News

Swearing can actually boost your strength and stamina, say psychologists

A potty mouth could also help you free that stubborn bolt or jammed bottle top.
A potty mouth could also help you free that stubborn bolt or jammed bottle top. A potty mouth could also help you free that stubborn bolt or jammed bottle top.

Forget everything you thought you knew – and specifically what your mother told you – because swearing may actually benefit your health.

Swearing may give an extra boost to muscle strength and stamina to cyclists struggling to summon extra pedal power, new research has found.

Psychologists conducted tests in which volunteers had to swear before intense sessions on an exercise bike, or squeezing a device that measures hand grip strength.

In both experiments the expletives led to significant improvements in performance compared with uttering “neutral” words.

Cyclist
Cyclist
(hannaebarbera/Thinkstock)

The first experiment saw 29 volunteers with an average age of 21 pedal hard on an exercise bike for half a minute while repeating a swear word or a neutral word.

Peak power was increased by an average 24 watts by swearing.

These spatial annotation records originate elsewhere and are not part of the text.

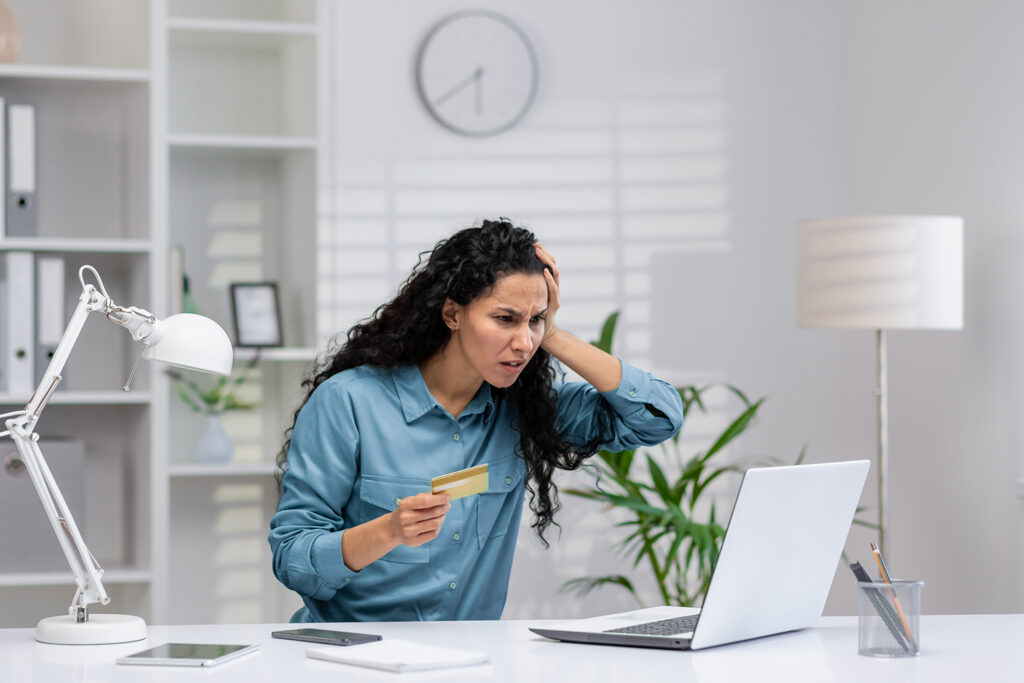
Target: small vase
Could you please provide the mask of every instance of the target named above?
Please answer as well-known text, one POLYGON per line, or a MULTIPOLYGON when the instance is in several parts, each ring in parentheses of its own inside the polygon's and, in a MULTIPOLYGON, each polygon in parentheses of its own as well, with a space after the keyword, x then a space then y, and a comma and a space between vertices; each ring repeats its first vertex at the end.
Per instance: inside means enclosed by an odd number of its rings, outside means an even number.
POLYGON ((196 441, 196 462, 205 464, 227 463, 234 456, 234 444, 224 431, 219 415, 211 415, 206 431, 196 441))
POLYGON ((0 0, 0 61, 13 62, 20 51, 22 29, 10 7, 4 0, 0 0))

The second experiment involved 52 participants of about the same age undergoing tests of hand grip strength – and again volunteers were asked to swear or use a less emotionally-charged neutral word.

Swearing boosted grip strength by 2.1 kilograms on average.

Participants were invited to use any swear word they would typically utter if suffering a bang on the head.

Hammer
Hammer
(ca2hill/Thinkstock)

The study followed up earlier work that showed how swearing increases pain tolerance, helping explain the common reaction to hitting one’s thumb with a hammer.

Dr Richard Stephens, from the University of Keele, who led both teams, said: “We know from our earlier research that swearing makes people more able to tolerate pain.

“A possible reason for this is that it stimulates the body’s sympathetic nervous system – that’s the system that makes your heart pound when you are in danger.

“If that is the reason, we would expect swearing to make people stronger too, and that is just what we found in these experiments.”

Surprisingly, expected changes linked to the “fight or flight” response – such as an increased heart rate – were not noted in the latest tests.

Dr Stephens added: “Quite why it is that swearing has these effects on strength and pain tolerance remains to be discovered. We have yet to understand the power of swearing fully.”